Le bracelet bleu - Pierre-Jean Giannesini

Pierre-Jean Giannesini trouve l’inspiration dans un simple bracelet bleu, de Paris à Vizzavona.

  

  

 

Le bracelet bleu  

 

 

« Au fond des prisons, le rêve est sans limites,

la réalité ne freine rien. »

L’Homme révolté,  Albert Camus.

 

 

       Ce n’était pas un jour ordinaire. Il l’avait pressenti le matin même, dès qu’un bruit anormal s’était rajouté au ronronnement habituel de la voiture. Quelque chose de saccadé, l’entrechoquement à peine perceptible entre deux pièces du moteur.

       Il avait mis ça sur le compte de sa fatigue, et d’une mauvaise nuit à essayer de dénombrer les moutons d’un troupeau démesuré. Le plus important était de ne pas tomber en panne, en pleine montagne encore couvertes de neige et toujours sans réseau. Il avait tout son temps. Cent cinquante kilomètres avant d’arriver à Bastia, cela devrait se faire sans problème dans la matinée.

       Il était parti tôt, pour le plaisir de voir les premières lueurs de l’aube éclairer les sommets du Renosu et du Monte d’Oru. Pour celui aussi d’entendre sous les ponts le grondement des torrents dévalant la montagne dans le silence du matin. Des rares moments où il laissait son esprit vagabonder dans les méandres de son imagination.

        La route sinueuse grimpait vers le col de Vizzavona. Il la voyait chaque fois comme un long serpent gris glissant vers les sommets. Il en connaissait toutes les courbures, leur succession et les panoramas qu’elles offraient de manière fugace. Les derniers virages avant d’arriver au col étaient les plus ardus. Ce matin-là pourtant, ils semblaient dérouler une rectitude singulière, lui faisant se demander bêtement s’il ne s’était pas trompé de chemin. Bêtement, car en fait, c’était l’unique route pour accéder là-haut.

       Le bruit étrange sous le capot persistant, il avait décidé alors d’une courte halte au col pour mettre au clair cette affaire bizarre. L’arrivée sur son replat désert l’avait rasséréné. Le décor montagneux avait gardé ses immuables points de vue. Comme toujours en ce début de printemps, des vents glacés effilochaient les bancs de brouillard, les étiraient le long des parois rocheuses et des hautes cimes de laricios. Un paysage pétrifié soumis au rythme des saisons.

       C’est en ralentissant devant un groupe de cochons traversant la route, qu’il avait entrevu, adossée au tronc d’un hêtre, une silhouette s’avancer soudainement sur la chaussée et faire du stop.

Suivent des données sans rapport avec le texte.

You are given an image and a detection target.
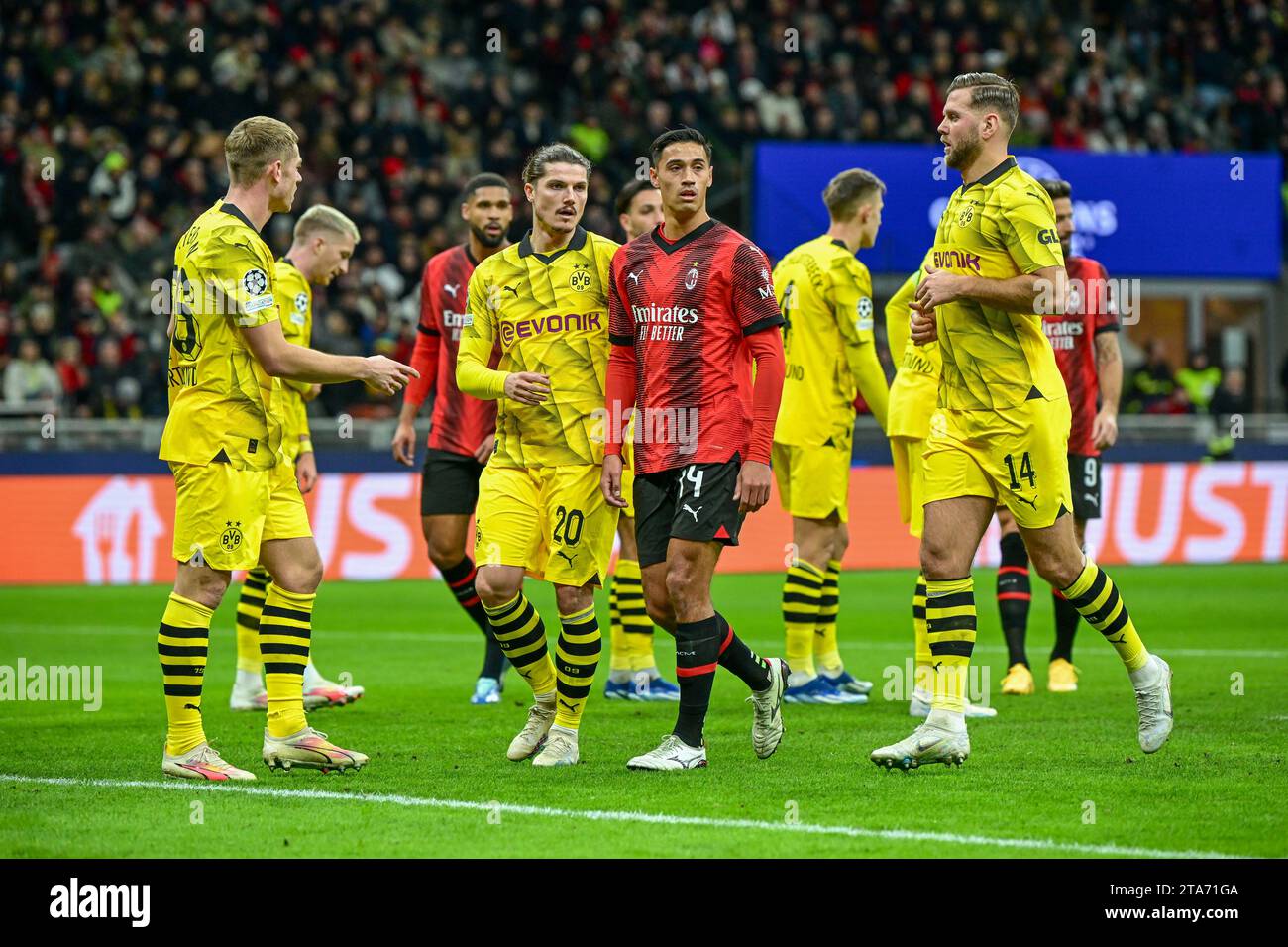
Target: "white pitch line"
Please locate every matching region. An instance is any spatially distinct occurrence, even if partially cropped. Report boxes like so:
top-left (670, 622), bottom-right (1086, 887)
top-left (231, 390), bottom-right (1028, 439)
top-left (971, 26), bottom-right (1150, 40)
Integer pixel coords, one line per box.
top-left (0, 773), bottom-right (1246, 858)
top-left (0, 625), bottom-right (1288, 661)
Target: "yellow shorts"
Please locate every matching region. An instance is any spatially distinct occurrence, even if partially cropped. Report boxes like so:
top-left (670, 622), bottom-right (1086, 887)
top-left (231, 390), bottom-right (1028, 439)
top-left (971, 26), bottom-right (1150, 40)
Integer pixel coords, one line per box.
top-left (923, 398), bottom-right (1073, 530)
top-left (474, 464), bottom-right (618, 586)
top-left (773, 438), bottom-right (850, 523)
top-left (170, 460), bottom-right (313, 570)
top-left (890, 437), bottom-right (926, 540)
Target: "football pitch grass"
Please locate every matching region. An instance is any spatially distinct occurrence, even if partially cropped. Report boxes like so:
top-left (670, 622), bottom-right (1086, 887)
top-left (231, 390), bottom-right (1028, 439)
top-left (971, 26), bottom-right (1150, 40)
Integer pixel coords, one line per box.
top-left (0, 566), bottom-right (1288, 858)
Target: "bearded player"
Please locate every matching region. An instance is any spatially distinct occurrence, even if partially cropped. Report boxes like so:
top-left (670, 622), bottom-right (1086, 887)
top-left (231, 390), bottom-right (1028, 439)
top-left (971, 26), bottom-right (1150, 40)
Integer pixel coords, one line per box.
top-left (604, 177), bottom-right (680, 701)
top-left (228, 204), bottom-right (364, 710)
top-left (997, 180), bottom-right (1124, 694)
top-left (456, 145), bottom-right (618, 767)
top-left (872, 73), bottom-right (1172, 770)
top-left (158, 116), bottom-right (415, 781)
top-left (602, 128), bottom-right (790, 770)
top-left (393, 174), bottom-right (514, 706)
top-left (774, 167), bottom-right (888, 703)
top-left (885, 254), bottom-right (997, 720)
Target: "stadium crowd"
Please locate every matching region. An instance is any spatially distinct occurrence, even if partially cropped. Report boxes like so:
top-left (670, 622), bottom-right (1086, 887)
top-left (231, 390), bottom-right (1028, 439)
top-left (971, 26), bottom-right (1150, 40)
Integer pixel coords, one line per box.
top-left (0, 0), bottom-right (1288, 417)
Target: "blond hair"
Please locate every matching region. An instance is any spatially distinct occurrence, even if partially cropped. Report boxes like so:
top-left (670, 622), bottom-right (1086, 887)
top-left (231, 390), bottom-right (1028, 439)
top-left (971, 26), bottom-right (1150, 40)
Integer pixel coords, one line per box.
top-left (295, 204), bottom-right (362, 244)
top-left (224, 115), bottom-right (300, 187)
top-left (823, 167), bottom-right (885, 220)
top-left (948, 72), bottom-right (1020, 132)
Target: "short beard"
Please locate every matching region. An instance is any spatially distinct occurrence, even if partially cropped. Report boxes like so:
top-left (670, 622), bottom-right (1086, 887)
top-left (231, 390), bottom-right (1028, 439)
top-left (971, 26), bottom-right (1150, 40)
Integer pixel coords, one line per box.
top-left (947, 129), bottom-right (984, 171)
top-left (471, 224), bottom-right (505, 250)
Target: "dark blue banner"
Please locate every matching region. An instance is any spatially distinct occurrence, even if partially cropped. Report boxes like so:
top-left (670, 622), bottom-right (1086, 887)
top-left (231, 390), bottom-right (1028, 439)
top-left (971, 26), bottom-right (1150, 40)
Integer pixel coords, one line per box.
top-left (752, 142), bottom-right (1283, 279)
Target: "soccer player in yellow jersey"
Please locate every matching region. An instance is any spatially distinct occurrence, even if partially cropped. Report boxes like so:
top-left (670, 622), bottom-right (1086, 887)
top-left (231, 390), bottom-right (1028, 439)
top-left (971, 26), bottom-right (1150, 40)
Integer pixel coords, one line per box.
top-left (158, 116), bottom-right (413, 781)
top-left (456, 145), bottom-right (618, 767)
top-left (872, 72), bottom-right (1172, 770)
top-left (228, 204), bottom-right (364, 710)
top-left (604, 177), bottom-right (680, 701)
top-left (885, 254), bottom-right (997, 719)
top-left (774, 167), bottom-right (888, 703)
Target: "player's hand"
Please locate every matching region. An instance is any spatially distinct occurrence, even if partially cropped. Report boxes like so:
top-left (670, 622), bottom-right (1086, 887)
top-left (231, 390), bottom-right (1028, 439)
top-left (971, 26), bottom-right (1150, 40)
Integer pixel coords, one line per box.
top-left (909, 309), bottom-right (939, 346)
top-left (733, 460), bottom-right (769, 513)
top-left (1091, 411), bottom-right (1118, 451)
top-left (505, 371), bottom-right (550, 404)
top-left (394, 421), bottom-right (416, 467)
top-left (358, 356), bottom-right (420, 394)
top-left (295, 451), bottom-right (318, 493)
top-left (599, 454), bottom-right (627, 510)
top-left (917, 266), bottom-right (962, 312)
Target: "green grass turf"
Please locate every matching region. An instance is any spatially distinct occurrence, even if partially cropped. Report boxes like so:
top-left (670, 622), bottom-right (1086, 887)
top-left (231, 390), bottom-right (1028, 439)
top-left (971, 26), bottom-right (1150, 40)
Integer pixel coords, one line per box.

Vêtue d’une longue cape flottant au vent, elle était aussi fantomatique que la forêt brumeuse d’où elle avait surgi. Que faisait-elle là, seule dans la froidure matinale, et sans un véhicule à proximité qui l’aurait menée ici ?

       Ghjuvan’ avait freiné in extrémis, et attendu que le personnage vienne s’expliquer. Mais aucune explication n’était venue. Il avait simplement entendu la porte arrière de la voiture s’ouvrir et constaté que quelqu’un avait d’autorité pris place derrière le siège passager. Une main s’était posée à son côté, accompagnée d’un bref commentaire :

« Je ne vais qu’à quelques kilomètres de là. Je vous dirai où m’arrêter. »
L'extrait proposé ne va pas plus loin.